Prior research in map updating has explored various approaches, ranging from sensor-based mapping and reconstruction to incremental map maintenance strategies. Existing benchmarks often focus on 2D image-based change detection or 3D point cloud registration, but lack comprehensive evaluation specifically for city-scale 3D HD map updates incorporating both visual and geometric cues. While some datasets provide static 3D maps or temporal sequences, they typically do not explicitly highlight and quantify structural changes relevant for map updating. This work bridges this gap by creating a dedicated benchmark for this complex task.

3. Methodology

The SceneEdited benchmark is constructed by acquiring multi-temporal data from diverse urban environments, including vehicle-mounted camera and LiDAR sensor streams. A meticulous annotation process is employed to identify and label real-world changes in the 3D environment, such as new constructions, road modifications, or dynamic object state changes that persist. Our image-guided change detection pipeline leverages these synchronized sensor inputs, integrating 2D visual cues with 3D geometric information to improve the accuracy and robustness of change identification. The benchmark defines clear metrics for evaluating detection performance and the quality of map updates.

4. Experimental Results

Experiments conducted on the SceneEdited benchmark demonstrate its effectiveness in differentiating between various change detection methodologies. We evaluated several state-of-the-art algorithms, including both purely 3D point cloud comparison methods and hybrid image-3D approaches. The image-guided techniques consistently showed superior performance in terms of precision and recall for detecting fine-grained changes, particularly in challenging urban scenarios with varying lighting and occlusions. The following table summarizes representative results across different change categories, highlighting the performance improvements offered by multi-modal approaches over single-modality methods.

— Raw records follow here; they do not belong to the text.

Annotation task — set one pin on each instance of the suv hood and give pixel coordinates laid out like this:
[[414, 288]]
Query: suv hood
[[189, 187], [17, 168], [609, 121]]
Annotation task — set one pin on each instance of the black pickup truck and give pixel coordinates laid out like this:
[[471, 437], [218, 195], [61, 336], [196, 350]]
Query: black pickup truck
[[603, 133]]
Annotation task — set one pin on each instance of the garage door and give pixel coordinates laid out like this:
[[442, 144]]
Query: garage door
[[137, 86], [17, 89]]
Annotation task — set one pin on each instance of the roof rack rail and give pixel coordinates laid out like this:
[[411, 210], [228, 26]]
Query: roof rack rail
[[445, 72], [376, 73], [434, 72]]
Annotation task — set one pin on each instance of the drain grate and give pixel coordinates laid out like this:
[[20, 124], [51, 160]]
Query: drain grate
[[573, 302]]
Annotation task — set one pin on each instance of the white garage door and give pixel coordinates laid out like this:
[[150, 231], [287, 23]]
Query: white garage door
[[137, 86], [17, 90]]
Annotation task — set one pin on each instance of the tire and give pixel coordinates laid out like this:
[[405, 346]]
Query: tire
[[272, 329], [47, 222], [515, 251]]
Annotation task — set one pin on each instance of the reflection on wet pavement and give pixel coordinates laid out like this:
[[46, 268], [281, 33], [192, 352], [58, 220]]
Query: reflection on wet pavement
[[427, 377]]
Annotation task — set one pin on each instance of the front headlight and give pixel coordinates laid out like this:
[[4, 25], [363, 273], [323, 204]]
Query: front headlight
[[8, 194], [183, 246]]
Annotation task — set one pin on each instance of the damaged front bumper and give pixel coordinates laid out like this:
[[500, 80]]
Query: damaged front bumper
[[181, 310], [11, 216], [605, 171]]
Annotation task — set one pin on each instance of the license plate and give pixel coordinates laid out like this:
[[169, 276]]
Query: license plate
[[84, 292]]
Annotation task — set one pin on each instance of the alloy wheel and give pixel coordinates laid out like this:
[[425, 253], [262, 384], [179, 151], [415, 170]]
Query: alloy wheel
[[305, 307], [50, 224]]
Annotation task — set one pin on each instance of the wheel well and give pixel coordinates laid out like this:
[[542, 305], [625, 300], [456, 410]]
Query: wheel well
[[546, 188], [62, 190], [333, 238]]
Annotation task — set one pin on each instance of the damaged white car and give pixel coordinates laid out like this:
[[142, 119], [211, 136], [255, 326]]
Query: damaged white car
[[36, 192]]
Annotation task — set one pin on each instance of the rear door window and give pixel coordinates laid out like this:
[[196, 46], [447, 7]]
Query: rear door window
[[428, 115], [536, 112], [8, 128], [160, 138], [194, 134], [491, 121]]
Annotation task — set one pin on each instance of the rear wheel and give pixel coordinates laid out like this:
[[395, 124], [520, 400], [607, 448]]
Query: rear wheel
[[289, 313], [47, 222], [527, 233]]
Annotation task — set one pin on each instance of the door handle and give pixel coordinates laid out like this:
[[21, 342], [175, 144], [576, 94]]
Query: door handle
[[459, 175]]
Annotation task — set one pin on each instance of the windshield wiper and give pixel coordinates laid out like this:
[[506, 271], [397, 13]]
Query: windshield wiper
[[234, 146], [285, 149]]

Method	Precision (%)	Recall (%)	F1-Score (%)	Change Category
LiDAR-only Baseline	78.5	72.1	75.2	Structural
Image-Guided (SceneEdited)	89.2	85.6	87.4	Structural
LiDAR-only Baseline	65.8	60.3	63.0	Road Infrastructure
Image-Guided (SceneEdited)	82.1	78.9	80.5	Road Infrastructure

5. Discussion

The experimental findings underscore the critical role of multi-modal data fusion, particularly image-guidance, in achieving robust and accurate 3D HD map updating. While LiDAR-only methods offer foundational geometric insights, integrating visual information significantly enhances the detection of subtle or texturally complex changes that are often missed. Future work will explore more advanced deep learning architectures for change prediction and real-time map updating, leveraging the SceneEdited benchmark to drive innovation in this vital area for autonomous vehicle development.